Skip to main content

Scratchpaper Inspirations

Scratchpaper Inspirations

People often ask how we design new activities. It's often tough to give a straightforward answer, because for us the development process takes place on a long time scale, involves iterating on prototypes and revisiting old ideas. We collaborate with outside artists and get inspiration from unusual materials.

IMG_7080(2)

Last week, Nicole and I tried out a workshop we've been developing that we're dubbing "scratchpaper" for the first time as part of the Scratch conference at MIT. After the conference we were reflecting on the many paths we took to come up with the activity and spent a few minutes brainstorming a partial list of all the past experiments that influenced the development process and contributed to our thinking around the topic.

As an exercise, I took the rough notes that we scribbled on an oversize post-it and tried to sort the ideas into categories related to the areas of exploration that make up the content of the activity. I grouped things related to paper circuits, scratch explorations, seeed studio grove kit, circuit blocks, programmed peepshows and sensor experiments. As well, I added relevant links to blog posts, videos, activity guides and sources for materials to the mindmap. This represents a first attempt to try to capture the messy, non-linear, and collaborative process of activity design for us in the Tinkering Studio.
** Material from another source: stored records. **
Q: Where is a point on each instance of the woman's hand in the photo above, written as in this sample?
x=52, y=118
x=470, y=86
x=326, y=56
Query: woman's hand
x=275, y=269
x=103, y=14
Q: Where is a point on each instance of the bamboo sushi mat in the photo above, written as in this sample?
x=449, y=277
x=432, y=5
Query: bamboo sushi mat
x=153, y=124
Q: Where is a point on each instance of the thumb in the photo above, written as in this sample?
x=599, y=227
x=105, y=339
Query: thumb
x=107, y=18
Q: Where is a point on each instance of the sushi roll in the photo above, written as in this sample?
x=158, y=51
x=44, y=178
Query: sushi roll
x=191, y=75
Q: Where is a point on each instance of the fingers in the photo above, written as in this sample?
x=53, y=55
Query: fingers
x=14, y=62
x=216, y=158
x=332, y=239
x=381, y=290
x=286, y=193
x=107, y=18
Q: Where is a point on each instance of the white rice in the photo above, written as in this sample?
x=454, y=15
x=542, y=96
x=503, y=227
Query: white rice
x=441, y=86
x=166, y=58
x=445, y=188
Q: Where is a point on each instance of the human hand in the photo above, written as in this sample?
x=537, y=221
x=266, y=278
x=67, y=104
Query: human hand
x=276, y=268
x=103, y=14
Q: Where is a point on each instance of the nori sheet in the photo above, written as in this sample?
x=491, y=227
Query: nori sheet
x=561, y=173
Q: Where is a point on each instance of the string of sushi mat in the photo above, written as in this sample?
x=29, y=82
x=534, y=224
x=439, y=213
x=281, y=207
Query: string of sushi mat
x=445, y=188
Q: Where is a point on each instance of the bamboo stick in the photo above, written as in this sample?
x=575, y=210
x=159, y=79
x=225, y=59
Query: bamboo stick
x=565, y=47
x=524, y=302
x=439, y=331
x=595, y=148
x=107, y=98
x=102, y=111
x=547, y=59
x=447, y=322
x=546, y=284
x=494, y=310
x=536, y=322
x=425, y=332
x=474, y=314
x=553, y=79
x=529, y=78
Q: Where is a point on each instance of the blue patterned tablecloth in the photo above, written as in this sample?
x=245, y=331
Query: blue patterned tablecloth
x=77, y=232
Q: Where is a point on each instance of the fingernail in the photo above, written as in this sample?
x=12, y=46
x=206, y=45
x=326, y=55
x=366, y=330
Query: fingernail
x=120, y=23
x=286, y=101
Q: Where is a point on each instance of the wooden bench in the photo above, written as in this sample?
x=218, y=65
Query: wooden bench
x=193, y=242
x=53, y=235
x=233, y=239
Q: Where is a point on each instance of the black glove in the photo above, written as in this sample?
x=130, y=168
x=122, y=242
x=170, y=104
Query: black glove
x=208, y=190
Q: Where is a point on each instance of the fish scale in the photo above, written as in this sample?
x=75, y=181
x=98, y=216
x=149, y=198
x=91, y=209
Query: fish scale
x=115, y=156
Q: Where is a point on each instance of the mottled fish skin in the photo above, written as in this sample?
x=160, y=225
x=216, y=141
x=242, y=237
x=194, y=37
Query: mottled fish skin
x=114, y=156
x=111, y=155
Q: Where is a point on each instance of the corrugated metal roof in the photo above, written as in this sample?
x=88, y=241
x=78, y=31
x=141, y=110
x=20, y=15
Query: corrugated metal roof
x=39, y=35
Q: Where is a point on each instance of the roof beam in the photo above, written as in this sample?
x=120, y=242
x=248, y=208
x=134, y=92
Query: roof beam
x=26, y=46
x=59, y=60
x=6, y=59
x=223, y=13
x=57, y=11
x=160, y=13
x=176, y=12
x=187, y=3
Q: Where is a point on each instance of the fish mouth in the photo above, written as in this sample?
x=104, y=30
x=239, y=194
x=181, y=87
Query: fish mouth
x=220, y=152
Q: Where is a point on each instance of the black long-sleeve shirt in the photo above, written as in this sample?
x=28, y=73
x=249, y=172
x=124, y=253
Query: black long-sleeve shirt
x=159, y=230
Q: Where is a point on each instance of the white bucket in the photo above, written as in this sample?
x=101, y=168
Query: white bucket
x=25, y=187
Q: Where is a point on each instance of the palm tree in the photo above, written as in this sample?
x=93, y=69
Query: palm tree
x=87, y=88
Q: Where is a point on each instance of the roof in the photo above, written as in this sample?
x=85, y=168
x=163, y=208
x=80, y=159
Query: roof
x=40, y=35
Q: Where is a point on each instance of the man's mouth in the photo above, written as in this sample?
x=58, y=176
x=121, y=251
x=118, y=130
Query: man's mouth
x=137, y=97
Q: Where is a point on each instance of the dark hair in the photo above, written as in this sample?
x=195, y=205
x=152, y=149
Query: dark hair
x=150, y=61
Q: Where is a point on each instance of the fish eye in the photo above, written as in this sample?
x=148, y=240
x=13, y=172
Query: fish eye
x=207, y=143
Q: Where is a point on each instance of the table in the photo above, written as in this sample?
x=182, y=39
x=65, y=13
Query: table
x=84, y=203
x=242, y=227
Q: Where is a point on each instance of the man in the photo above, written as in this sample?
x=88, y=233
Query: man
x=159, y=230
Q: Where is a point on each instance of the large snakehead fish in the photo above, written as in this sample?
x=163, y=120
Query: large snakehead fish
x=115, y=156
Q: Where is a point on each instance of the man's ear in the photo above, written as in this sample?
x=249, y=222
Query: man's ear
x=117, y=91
Click on the image to get to the version with links added. I'd like to try something similar for other activities and it would be interesting to think about different ways to organize the inspirations on a timeline to emphasize how these explorations often take time to develop into fully fledged activities and how ideas complexity and combine with one another. We hope that the process will continue as scratchpaper becomes one more element in our growing ecosystem of playful inventions and delightful ideas.